This repository contains captions for videos on 3blue1brown. The files of the form year/video-id/language/sentence_translations.json are used to automatically create subtitles, and the goal is to use them to create automatic dubbing as well. As a proof of concept for the aim here, on this video, click the gear icon, and change the audio track to "Korean".
Most of this repo was formed with a script that first used Whisper to transcribe video narration into English with punctuation and then used a translation API to translate that script sentence-by-sentence, recording the timings. Machine translation is often far from perfect, so I'll only feel comfortable with the final results here if those translations have been looked over by a native speaker.
I'm still figuring out the best way to incorporate community contributions. If you'd like to help out, it might be best to hold off until a proper system is in place, and note your interest in this Google form.
If you're eager to start and don't mind an imperfect system, there is room to get started by making Pull requests on GitHub.
- Check the existing pull requests to see if anyone has already submitted edits to the translation you're interested in reviewing.
- You also can use this discord for coordination and discussion.
- Navigate to a year/video-id/language that you are interested in reviewing.
- Click on the "sentence_translation.json" file
- For example here is one for translations of the Central Limit Theorem video into Hindi.
- If no such file is available, feel free to add an issue to this repository to request it.
- By clicking "blame", you can see if there have been other contributors to this file, with links to the relevant commits and pull requests.

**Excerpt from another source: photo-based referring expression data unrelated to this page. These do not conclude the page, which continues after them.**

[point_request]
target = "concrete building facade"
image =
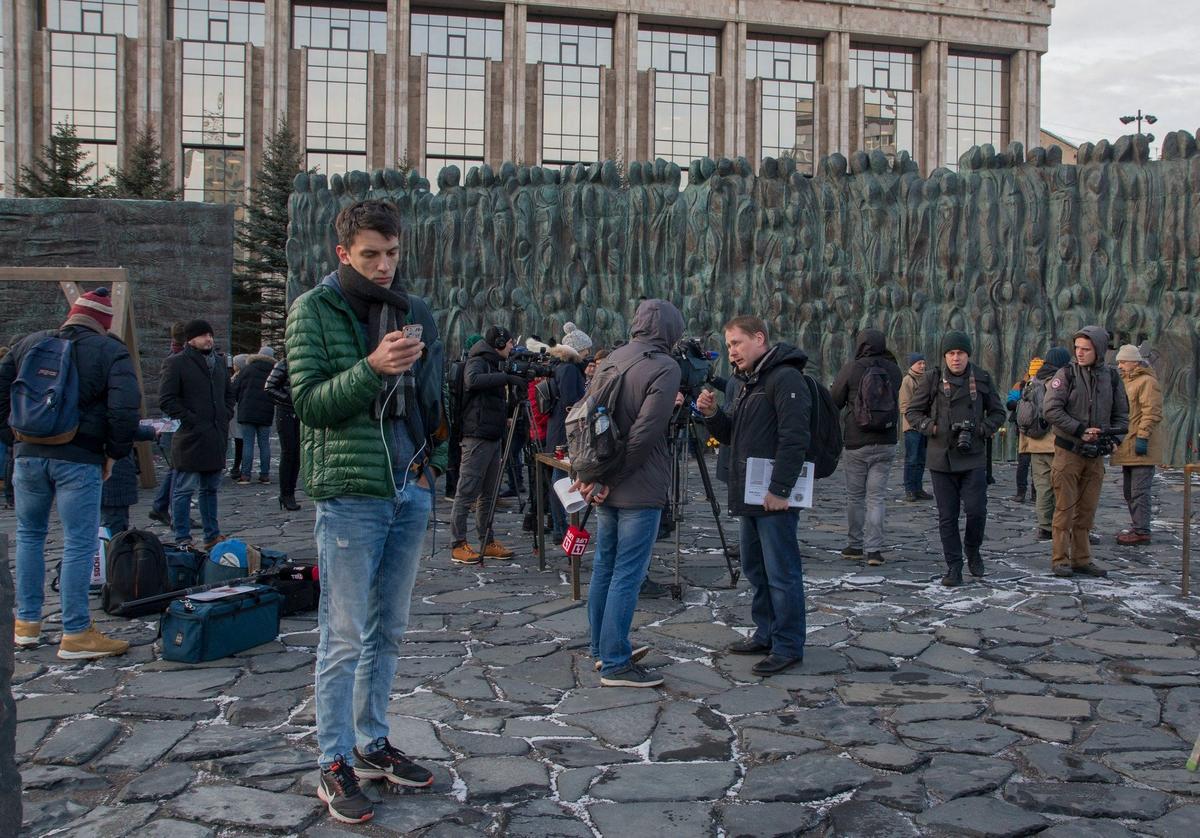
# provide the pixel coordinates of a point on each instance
(385, 83)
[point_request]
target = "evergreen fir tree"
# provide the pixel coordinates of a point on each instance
(259, 287)
(147, 175)
(61, 171)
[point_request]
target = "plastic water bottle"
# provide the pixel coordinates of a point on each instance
(603, 422)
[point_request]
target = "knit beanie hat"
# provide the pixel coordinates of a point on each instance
(1129, 353)
(95, 304)
(576, 337)
(1057, 357)
(955, 340)
(196, 328)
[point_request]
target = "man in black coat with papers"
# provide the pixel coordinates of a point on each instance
(769, 420)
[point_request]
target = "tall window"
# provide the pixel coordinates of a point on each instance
(888, 78)
(83, 70)
(571, 57)
(339, 41)
(789, 73)
(217, 21)
(457, 47)
(683, 61)
(977, 105)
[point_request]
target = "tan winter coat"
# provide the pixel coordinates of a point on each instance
(1145, 417)
(907, 387)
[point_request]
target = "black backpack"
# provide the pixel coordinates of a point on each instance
(136, 568)
(825, 429)
(875, 405)
(1030, 418)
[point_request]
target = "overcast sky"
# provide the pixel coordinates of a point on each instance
(1109, 58)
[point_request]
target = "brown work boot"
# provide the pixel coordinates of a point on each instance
(27, 634)
(493, 549)
(89, 645)
(463, 554)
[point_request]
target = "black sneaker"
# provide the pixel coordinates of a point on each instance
(631, 676)
(339, 789)
(390, 764)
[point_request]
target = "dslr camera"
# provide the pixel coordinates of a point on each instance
(529, 365)
(1104, 444)
(964, 435)
(695, 365)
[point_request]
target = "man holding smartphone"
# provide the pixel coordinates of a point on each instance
(365, 364)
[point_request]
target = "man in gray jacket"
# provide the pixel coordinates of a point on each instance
(1087, 408)
(630, 507)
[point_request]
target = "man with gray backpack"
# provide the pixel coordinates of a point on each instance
(1038, 438)
(617, 438)
(71, 401)
(869, 385)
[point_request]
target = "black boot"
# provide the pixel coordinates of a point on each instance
(953, 576)
(975, 564)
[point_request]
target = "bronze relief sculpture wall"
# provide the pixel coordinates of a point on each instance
(1015, 249)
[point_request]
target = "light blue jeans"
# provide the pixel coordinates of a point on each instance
(249, 435)
(184, 485)
(39, 483)
(624, 543)
(367, 554)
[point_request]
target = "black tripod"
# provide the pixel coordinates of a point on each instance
(519, 406)
(684, 435)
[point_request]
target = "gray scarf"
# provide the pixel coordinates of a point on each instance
(383, 310)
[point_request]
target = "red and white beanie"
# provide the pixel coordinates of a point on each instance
(97, 305)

- By clicking the pencil icon in the upper right, you can offer edits directly in the browser. Opening it in github.dev may offer a nicer experience there.
- You can then submit those edits as a pull request.
- It's most helpful if the title of the pull request includes the language and video name.
- Here is my extremely imperfect means of recording which files have undergone some form of review.
Once edits to one of the sentence_translations.json files are made, subtitles can be generated automatically, and the plan is also to use this data to create automatic dubbings. We'll start those experiments with the files that have already received review from native speakers, get some feedback on how the results sound, and iterate from there.